莫大な遺産を残されて未亡人となったグレースは、出版者ウィリアム・ランドルフ・ハーストが所有するシカゴ・ヘラルド・エグザミナーなど、様々なメディアでジャーナリストとして働き続けたのでした。
ハースト・グループのジャーナリストとして、ドラモンド=ヘイは1928年10月に初めてツェッペリン飛行をすることになります。同僚でありハースト社に勤務していたカール・フォン・ヴィーガントを含む5人の記者と共に、ドイツとアメリカを結ぶグラーフ・ツェッペリン号の初の大西洋横断飛行に同行しました。
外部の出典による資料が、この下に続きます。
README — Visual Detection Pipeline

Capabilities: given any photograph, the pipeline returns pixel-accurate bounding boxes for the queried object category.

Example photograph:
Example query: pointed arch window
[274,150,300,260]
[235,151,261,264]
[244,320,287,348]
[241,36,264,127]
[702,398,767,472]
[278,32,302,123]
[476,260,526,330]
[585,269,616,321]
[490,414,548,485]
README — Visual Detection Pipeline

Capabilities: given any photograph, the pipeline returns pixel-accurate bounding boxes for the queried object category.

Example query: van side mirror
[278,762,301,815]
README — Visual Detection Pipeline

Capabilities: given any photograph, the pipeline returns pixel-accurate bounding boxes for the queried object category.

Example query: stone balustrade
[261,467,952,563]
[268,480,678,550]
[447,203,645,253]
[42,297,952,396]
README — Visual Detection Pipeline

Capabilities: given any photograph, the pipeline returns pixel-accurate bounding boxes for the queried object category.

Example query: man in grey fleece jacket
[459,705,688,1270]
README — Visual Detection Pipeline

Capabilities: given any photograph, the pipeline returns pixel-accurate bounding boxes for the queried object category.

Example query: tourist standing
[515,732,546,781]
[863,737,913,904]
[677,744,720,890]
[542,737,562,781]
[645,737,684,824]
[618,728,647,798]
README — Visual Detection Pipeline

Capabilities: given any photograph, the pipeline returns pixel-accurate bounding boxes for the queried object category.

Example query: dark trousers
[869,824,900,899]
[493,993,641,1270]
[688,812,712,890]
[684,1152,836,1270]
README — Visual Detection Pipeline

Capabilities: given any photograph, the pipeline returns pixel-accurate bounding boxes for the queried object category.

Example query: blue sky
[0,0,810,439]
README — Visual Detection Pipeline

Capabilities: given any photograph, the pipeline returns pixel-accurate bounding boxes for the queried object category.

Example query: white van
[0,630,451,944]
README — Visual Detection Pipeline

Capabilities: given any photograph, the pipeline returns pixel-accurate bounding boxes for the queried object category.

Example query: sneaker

この飛行に同乗した唯一の女性として、ドラモンド=ヘイは世界中のメディアから大きな注目を集めました。この巨大な飛行船は全長236メートル以上、直径30メートル以上もありました。
1929年、ハーストは飛行船LZ-127「グラーフ・ツェッペリン」による初の世界一周航海のスポンサーになることを決定しました。彼はただ一つの条件を出しました。それは、この壮大な偉業を世界に伝えるために、ハーストの最高のジャーナリストが飛行船に同乗すること、そして21日間の航海はドイツのフリードリヒスハーフェンではなく、ニュージャージー州のレイクハースト海軍航空基地から始まることでした。
航海は1929年8月8日にスタートしました。60人の乗客乗員の中で、レディ・グレースは唯一の女性でした。ほかの乗客のうち2人はスペインのジャーナリスト、ホアキン・D・リカードと医師のヘロニモ・メヒアスでした。メヒアスは7,000ドルの航空券を支払い、航海後に『グラーフ・ツェッペリン号による初の世界一周航海』を出版しました。
飛行船はアメリカから飛行し、ドイツへ燃料補給のため立ち寄りました。8月15日にベルリンを出発し、ポーランドとソ連を経由して8月18日に東京に到着しました。
8月23日、太平洋上を飛行中、飛行船は激しい嵐に遭遇し、無線通信が途絶え、エンジントラブルのため乗組員は航海を中止せざるを得なくなりました。この2日間、世界中が息を呑み、信号が途絶えたことで飛行船が消えたのではないかと恐れました。
しかし、徹底的な修理を経て、乗組員はサンフランシスコに到着し、そこからロサンゼルスを経て、ついに出発地のレイクハーストに戻ったのでした。わずか12日間の飛行と21日間の航海で、飛行距離は約5万キロメートルに達しました。
ヒンデンブルク号に乗って
グレースの飛行船への情熱は、これだけに留まりませんでした。彼女は、1936年5月にドイツからアメリカ合衆国へ向かうヒンデンブルク号の初飛行にも同乗しました。それからわずか1年後、 1937年5月6日に起きたヒンデンブルク号の墜落事故により、旅客飛行船の栄光の時代は幕を閉じました。
グレース夫人は旅行への情熱を持ち続け、1942年に日本軍がフィリピンに侵攻した際には、カール・フォン・ヴィーガントと共にフィリピンに滞在していました。二人はマニラの日本軍収容所に収容されました。
二人は一命を取り留めニューヨークに戻りましたが、収容所での過酷な環境に耐え抜いた結果、グレースは1946年初頭に冠動脈血栓症で亡くなりました。
グレース・ドラモンド・ヘイ夫人は、ジャーナリストとして、1920~30年代にかけて空を席巻した飛行船の旅に関する知識の伝達に大きく貢献しました。